When you meet with a recruiter, you want to have in mind already what you hope to gain from enlisting with the military. Make your choices to help further those goals. Figure out which branch of the service gives you the best chance of meeting your goals. Don't be afraid to evaluate critically each branch of the service and decide which one offers you the best opportunities both while you are in the service and when you return to civilian life.
Make sure you explore educational opportunities and bonuses that might be available for you. Find out what requirements you need to meet in order to benefit from bonuses and educational benefits.

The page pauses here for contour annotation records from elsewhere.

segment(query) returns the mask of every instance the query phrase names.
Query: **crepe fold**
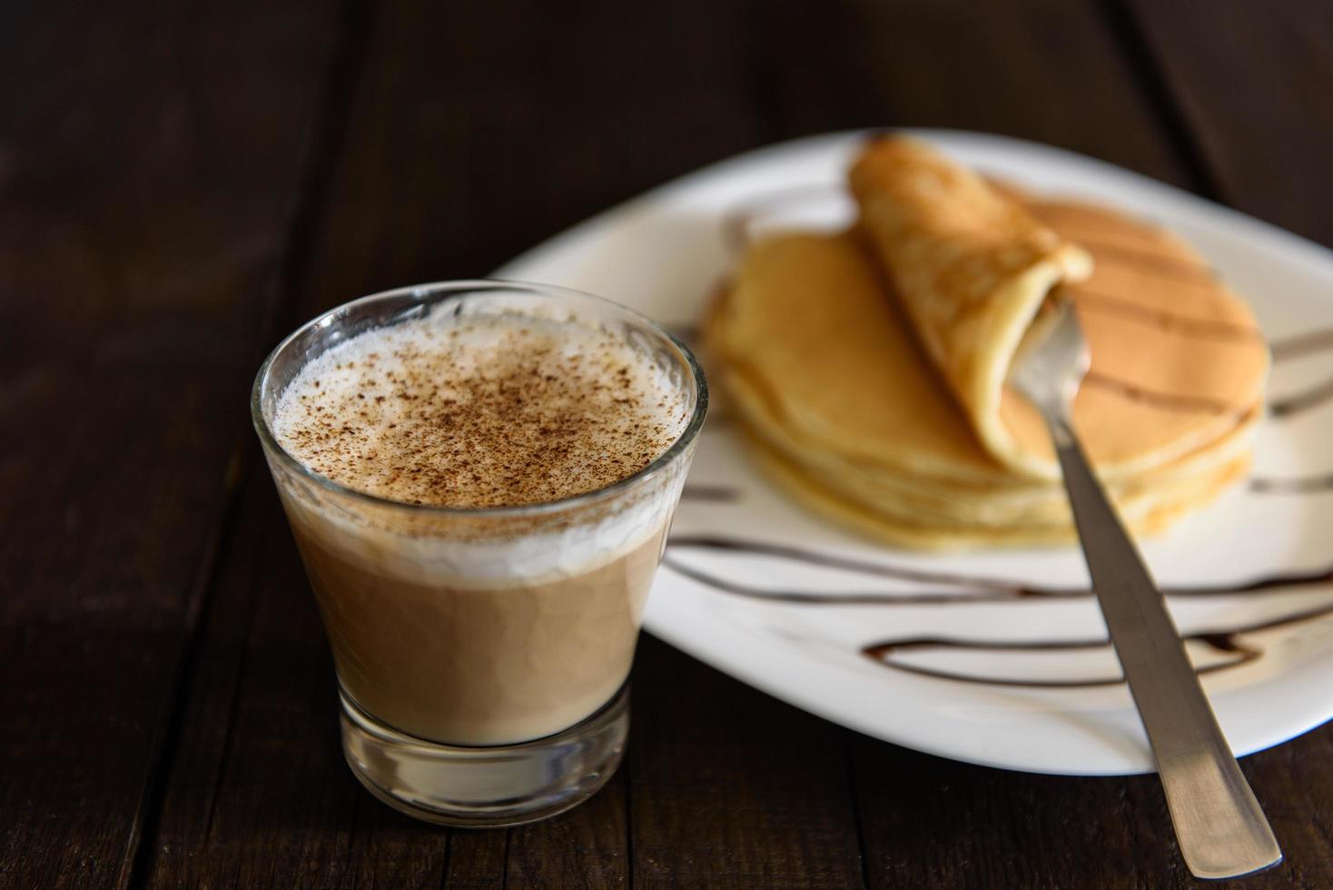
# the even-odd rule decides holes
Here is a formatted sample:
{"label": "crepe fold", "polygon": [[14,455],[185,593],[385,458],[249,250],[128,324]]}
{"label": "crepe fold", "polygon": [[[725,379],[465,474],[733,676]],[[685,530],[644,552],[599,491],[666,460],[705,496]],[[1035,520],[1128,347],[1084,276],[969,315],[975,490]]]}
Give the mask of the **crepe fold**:
{"label": "crepe fold", "polygon": [[1045,429],[1004,384],[1056,284],[1093,353],[1074,424],[1126,522],[1160,532],[1244,478],[1268,349],[1193,250],[1100,207],[1013,207],[917,145],[865,163],[881,151],[853,169],[857,226],[752,244],[705,320],[776,481],[904,546],[1073,540]]}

Some will have specific parameters you will need to follow in order to benefit, so explore what they mean to you in terms of length of service commitment and so on. Only you can decide whether these will be worth it to you in the long run.

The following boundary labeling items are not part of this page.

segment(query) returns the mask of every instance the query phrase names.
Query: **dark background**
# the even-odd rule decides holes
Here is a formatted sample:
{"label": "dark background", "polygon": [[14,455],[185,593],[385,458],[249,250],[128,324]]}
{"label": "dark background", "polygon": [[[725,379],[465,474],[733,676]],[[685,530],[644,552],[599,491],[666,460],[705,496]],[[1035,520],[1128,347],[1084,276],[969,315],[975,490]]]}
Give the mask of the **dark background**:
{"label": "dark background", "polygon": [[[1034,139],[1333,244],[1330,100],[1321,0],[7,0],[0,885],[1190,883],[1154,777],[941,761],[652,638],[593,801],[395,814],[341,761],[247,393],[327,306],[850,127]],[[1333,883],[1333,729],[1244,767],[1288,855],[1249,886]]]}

Suggestion 2: Be prepared to go through training.
Basic training is a reality you will have to face, and the better prepared you are for it the better off you will be in the long run. Regardless of where your military training begins, you need to realize that it will be filled with rigorous physical and mental training. Find out what the requirements are and be prepared to meet them.
One of the easiest ways to prepare for basic training is to make sure your physical fitness is already top-notch. Those who have been through it say that basic training will tax your body as well as your mind, so you need to draw upon your reserves going in. Having your body in good shape means you can focus on the emotional aspect of basic training, ensuring you will have a better experience from the start.

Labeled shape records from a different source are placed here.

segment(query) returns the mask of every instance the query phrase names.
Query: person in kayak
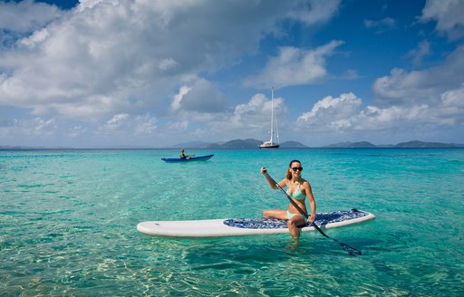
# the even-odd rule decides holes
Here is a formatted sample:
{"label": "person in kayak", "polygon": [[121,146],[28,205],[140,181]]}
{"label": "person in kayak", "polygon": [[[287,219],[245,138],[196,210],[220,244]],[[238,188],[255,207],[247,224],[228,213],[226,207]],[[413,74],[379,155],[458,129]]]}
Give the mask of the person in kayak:
{"label": "person in kayak", "polygon": [[187,158],[187,156],[184,154],[184,148],[180,148],[180,158]]}
{"label": "person in kayak", "polygon": [[[290,203],[288,209],[266,209],[263,212],[264,217],[275,217],[279,219],[287,220],[288,231],[292,237],[296,241],[300,236],[299,227],[304,227],[313,223],[315,219],[315,201],[311,190],[309,181],[301,177],[303,168],[299,160],[292,160],[288,165],[285,177],[278,182],[281,187],[286,187],[286,193],[294,199],[298,206],[303,209],[306,214],[306,204],[304,199],[307,198],[309,206],[311,207],[311,216],[308,216],[306,220],[304,216],[298,212],[298,210]],[[261,173],[266,177],[266,179],[274,189],[278,189],[277,186],[274,184],[272,179],[265,175],[266,172],[266,168],[261,168]]]}

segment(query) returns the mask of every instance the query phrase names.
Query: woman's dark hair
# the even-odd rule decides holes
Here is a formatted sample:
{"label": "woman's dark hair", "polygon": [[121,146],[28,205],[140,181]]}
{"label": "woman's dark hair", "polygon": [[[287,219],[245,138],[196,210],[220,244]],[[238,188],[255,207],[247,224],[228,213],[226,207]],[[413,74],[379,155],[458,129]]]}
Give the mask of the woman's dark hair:
{"label": "woman's dark hair", "polygon": [[290,161],[290,164],[288,164],[288,169],[286,170],[286,175],[285,175],[286,179],[292,178],[292,172],[290,172],[290,168],[292,167],[292,163],[294,163],[294,162],[298,162],[301,164],[300,160],[295,159],[295,160]]}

Suggestion 3: Be honorable in your service during your enlisted time as well as when you leave the service.
Once you have made the decision to enlist and you have decided which path you will take, you must consciously decide to ensure your service is honorable. It is a sad story when people enlist in the military and basically waste their opportunities because they do not live up to the minimum standards of serving in the military. There are certain standards and discipline levels enlistees must maintain throughout their service. Those who fail to follow those can often face consequences that can be devastating. But those who do follow them can find that there is a wealth of opportunity available to them for the rest of their lives.
When you are released from active duty, there are several different distinctions by which this can happen. An honorable discharge indicates that you served your country in an honorable way, and this is something you can be proud of for the rest of your life, regardless of where your career might take you. A dishonorable discharge or a less than honorable discharge can be very harmful to you, not only on a professional level as it can impact your ability to find a job, but it may stop you from receiving military benefits to which you would otherwise have been eligible.
Serving in the military is a wonderful option for many. Be sure you know exactly what you are getting into, however, by talking to a recruiter, asking lots of questions, and preparing yourself physically and mentally before your enlistment begins. Honorable military service is a label you can be proud of for the rest of your life.